11:19 p.m.
On 11/23/2012 07:44 AM, Gene Czarcinski wrote:
On 11/21/2012 09:55 PM, Laine Stump wrote:
> This bug resolves CVE-2012-3411, which is described in the following
> bugzilla report:
>
> https://bugzilla.redhat.com/show_bug.cgi?id=833033
>
> The following report is specifically for libvirt on Fedora:
>
> https://bugzilla.redhat.com/show_bug.cgi?id=874702
>
> In short, a dnsmasq instance run with the intention of listening for
> DHCP/DNS requests only on a libvirt virtual network (which is
> constructed using a Linux host bridge) would also answer queries sent
> from outside the virtualization host.
>
> This patch takes advantage of a new dnsmasq option "--bind-dynamic",
> which will cause the listening socket to be setup such that it will
> only receive those requests that actually come in via the bridge
> interface. In order for this behavior to actually occur, not only must
> "--bind-interfaces" be replaced with "--bind-dynamic", but also
all
> "--listen-address" options must be replaced with a single
> "--interface" option. Fully:
>
> --bind-interfaces --except-interface lo --listen-address x.x.x.x ...
>
> (with --listen-address possibly repeated) is replaced with:
>
> --bind-dynamic --interface virbrX
I have some questions about this change.
1. If I correctly understand the problem being addressed (not a
given), a dnsmasq instance providing a dns service to a virtual
network interface was responding to queries on other network
interfaces (virtual or real).
To be more precise, it was responding to DNS queries sent to the proper
IP address, but arriving on the socket via a different interface than
the bridge of the virtual network.
Obviously (to me) this is not desired and should be considered a
security problem. This series of patches is intended to address this
problem while continuing to support older versions of dnsmasq which do
not support bind-dynamic.
Correct.
[If I understand correctly then, while this is a problem for IPv4, it
could be even more critical for IPv6.]
What makes it more critical for IPv6?
2. I assume that this change still supports queries originating on
the virtualization host and directed to the virtual network interface.

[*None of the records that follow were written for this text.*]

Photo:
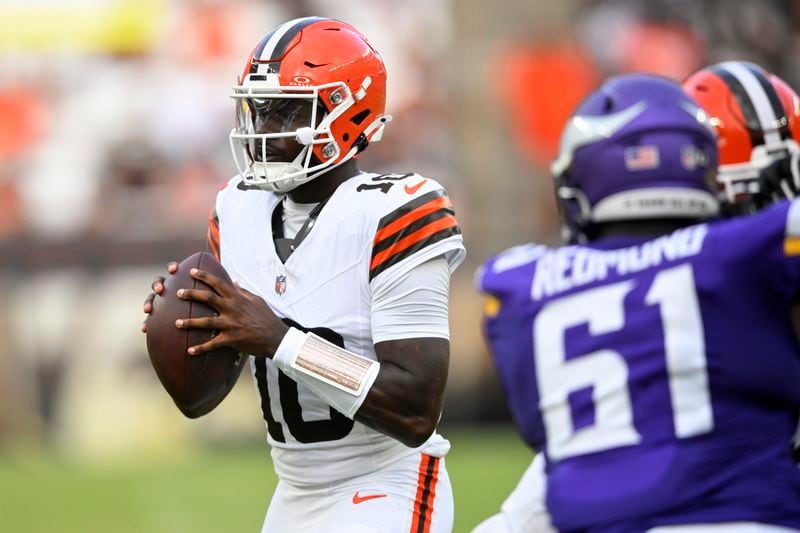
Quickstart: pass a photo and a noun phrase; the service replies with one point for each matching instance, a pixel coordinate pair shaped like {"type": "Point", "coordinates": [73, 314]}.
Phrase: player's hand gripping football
{"type": "Point", "coordinates": [244, 322]}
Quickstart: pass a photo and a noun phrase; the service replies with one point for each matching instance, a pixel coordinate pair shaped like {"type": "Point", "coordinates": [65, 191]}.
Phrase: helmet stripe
{"type": "Point", "coordinates": [277, 41]}
{"type": "Point", "coordinates": [752, 91]}
{"type": "Point", "coordinates": [781, 120]}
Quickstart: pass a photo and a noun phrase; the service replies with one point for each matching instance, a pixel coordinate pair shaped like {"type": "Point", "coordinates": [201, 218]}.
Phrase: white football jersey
{"type": "Point", "coordinates": [373, 229]}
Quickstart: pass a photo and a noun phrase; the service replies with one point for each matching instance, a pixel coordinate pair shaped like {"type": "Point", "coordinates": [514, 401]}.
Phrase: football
{"type": "Point", "coordinates": [198, 383]}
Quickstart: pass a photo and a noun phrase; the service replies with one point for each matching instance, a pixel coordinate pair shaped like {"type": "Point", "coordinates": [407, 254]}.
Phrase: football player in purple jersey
{"type": "Point", "coordinates": [652, 360]}
{"type": "Point", "coordinates": [757, 118]}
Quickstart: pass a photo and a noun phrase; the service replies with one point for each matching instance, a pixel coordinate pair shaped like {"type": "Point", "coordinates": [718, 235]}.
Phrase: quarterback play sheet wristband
{"type": "Point", "coordinates": [340, 377]}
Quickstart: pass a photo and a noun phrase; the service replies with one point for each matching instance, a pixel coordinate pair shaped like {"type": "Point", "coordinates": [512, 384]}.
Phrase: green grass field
{"type": "Point", "coordinates": [217, 490]}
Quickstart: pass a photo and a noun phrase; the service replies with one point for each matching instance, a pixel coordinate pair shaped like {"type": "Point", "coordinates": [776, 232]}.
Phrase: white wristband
{"type": "Point", "coordinates": [340, 377]}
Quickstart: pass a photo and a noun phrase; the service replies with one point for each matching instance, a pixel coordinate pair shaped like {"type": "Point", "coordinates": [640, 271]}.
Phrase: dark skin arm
{"type": "Point", "coordinates": [246, 323]}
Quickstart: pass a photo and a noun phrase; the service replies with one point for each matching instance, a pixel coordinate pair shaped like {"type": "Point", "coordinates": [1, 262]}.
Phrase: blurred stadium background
{"type": "Point", "coordinates": [113, 140]}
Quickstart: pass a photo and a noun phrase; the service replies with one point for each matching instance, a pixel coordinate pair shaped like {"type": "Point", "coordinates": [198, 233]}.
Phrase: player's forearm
{"type": "Point", "coordinates": [402, 406]}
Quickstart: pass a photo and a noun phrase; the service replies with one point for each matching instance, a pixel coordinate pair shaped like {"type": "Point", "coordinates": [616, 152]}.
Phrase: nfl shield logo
{"type": "Point", "coordinates": [280, 284]}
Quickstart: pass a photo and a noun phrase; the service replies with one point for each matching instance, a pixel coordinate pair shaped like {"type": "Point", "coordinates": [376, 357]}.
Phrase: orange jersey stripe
{"type": "Point", "coordinates": [423, 470]}
{"type": "Point", "coordinates": [408, 218]}
{"type": "Point", "coordinates": [432, 495]}
{"type": "Point", "coordinates": [443, 223]}
{"type": "Point", "coordinates": [213, 245]}
{"type": "Point", "coordinates": [426, 491]}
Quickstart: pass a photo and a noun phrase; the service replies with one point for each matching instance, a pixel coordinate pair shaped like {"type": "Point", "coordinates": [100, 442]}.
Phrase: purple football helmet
{"type": "Point", "coordinates": [636, 148]}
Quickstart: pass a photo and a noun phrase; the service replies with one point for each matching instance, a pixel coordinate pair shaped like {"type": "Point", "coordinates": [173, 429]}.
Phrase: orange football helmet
{"type": "Point", "coordinates": [757, 119]}
{"type": "Point", "coordinates": [331, 68]}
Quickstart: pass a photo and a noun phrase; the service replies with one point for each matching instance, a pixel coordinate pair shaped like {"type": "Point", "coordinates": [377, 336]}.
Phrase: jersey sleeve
{"type": "Point", "coordinates": [213, 233]}
{"type": "Point", "coordinates": [766, 246]}
{"type": "Point", "coordinates": [417, 223]}
{"type": "Point", "coordinates": [213, 240]}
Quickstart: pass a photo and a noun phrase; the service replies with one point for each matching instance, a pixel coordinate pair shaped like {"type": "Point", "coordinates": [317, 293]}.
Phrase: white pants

Interesting question. I hadn't tried it. Is there a specific scenario
where you use this (I can think of one - perhaps the system dns server
wants to have access to the A and PTR records for guests so that the
host (and possibly external entities) can reference them by name... Ah,
I see you mention that down in item 4).
3. I assume that dnsmasq's support of DHCP continues as before.
Since libvirt's dnsmasq didn't previously answer requests on other
interfaces, I'm fairly certain that this change, which further limits
the scope of request sources, won't affect dhcp, but of course only a
good round of testing will prove that out :-)

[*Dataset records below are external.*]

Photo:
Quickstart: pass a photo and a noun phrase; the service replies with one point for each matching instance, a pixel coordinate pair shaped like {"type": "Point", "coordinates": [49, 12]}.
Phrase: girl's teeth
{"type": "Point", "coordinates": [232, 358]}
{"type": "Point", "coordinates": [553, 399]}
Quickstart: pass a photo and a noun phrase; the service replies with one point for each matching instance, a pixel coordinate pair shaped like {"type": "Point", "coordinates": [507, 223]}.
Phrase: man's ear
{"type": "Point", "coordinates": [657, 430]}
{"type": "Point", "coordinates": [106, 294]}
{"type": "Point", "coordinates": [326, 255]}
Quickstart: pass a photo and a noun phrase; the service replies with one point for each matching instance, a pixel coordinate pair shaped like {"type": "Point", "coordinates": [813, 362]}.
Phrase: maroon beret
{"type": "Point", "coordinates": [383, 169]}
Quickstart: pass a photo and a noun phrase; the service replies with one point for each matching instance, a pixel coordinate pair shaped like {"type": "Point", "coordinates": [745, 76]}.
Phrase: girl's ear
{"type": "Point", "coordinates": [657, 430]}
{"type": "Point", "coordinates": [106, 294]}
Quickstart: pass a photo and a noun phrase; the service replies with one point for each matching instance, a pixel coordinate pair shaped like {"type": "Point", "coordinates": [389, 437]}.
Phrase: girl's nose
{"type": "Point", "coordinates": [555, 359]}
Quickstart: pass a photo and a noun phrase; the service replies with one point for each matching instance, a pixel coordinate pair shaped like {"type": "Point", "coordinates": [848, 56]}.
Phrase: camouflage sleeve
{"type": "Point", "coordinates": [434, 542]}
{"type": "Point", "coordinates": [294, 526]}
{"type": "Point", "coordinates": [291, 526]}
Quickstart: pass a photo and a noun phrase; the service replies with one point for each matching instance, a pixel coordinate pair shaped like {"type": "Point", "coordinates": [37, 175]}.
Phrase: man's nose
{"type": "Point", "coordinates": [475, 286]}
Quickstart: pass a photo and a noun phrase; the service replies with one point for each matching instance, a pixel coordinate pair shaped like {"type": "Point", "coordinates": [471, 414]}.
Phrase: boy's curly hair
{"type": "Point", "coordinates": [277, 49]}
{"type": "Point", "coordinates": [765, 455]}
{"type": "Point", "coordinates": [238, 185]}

[I will be implementing this update and testing it over the next
couple of days. For one thing, I need to integrate my DHCPv6, etc.
patches with this. For one thing, I need to pick up the dnsmasq
version implemented by this patch.]
4. What about the situation where an "Internet publically available"
service is implemented on a virtual (guest) system. I assume that the
dnsmasq instance for the virtual network interface will not be
directly available for external queries. How about if the
virtualization host is running yet another instance of dnsmasq (not
started by libvirt) which forwards queries to the dnsmasq instance
started by libvirt (the query would be sent to an address on the
virtual network interface).
That's definitely something I need to try before pushing...
Okay, I just tried it and it works (although the packets show up on lo
rather than the bridge). This is the same behavior as previously.
5. I assume dnsmasq will respond to queries on any IPv4 or IPv6
(gateway) address defined on a virtual network interface.
Correct. As long as it arrives at the listening socket via the bridge
interface for that network.
6. I assume that, if no IPv4 or IPv6 (gateway) addresses are defined
on an interface, dnsmasq will not be started for that interface.
Correct. That's always been the case, and doesn't change now.
7. Are there any conditions where bind-interface would still be
preferable to bind-dynamic? [Maybe I need to ask Simon Kelley this
question.]
I notice that you asked him on dnsmasq-discuss, and his answer was (as
far as I understood) "no".
Comment: You sure did put a lot of effort into making sure that
libvirt would still work with older versions of dnsmasq which did not
support bind-dynamic.
The first rule of libvirt club is to not needlessly break existing
installations :-) (seriously though, we can't be sure how long it would
be until other distros get a new enough dnsmasq, and we can't break
libvirt for all those people in the interim). Whenever something is
added to libvirt, we're not only thinking of compatibility with running
a new libvirt on a system with older binaries from other packages, but
also running a new libvirt client side to connect to an older libvirt
server side, old client to new server, saving a guest under an old
libvirt and restoring under a new libvirt, saving under new libvirt and
restoring under old (sometimes this just can't be made to work),
migrating a guest from a system with old libvirt to new, migrating in
the opposite direction (again, sometimes this simply cannot work)...
those are just the things that come to mind.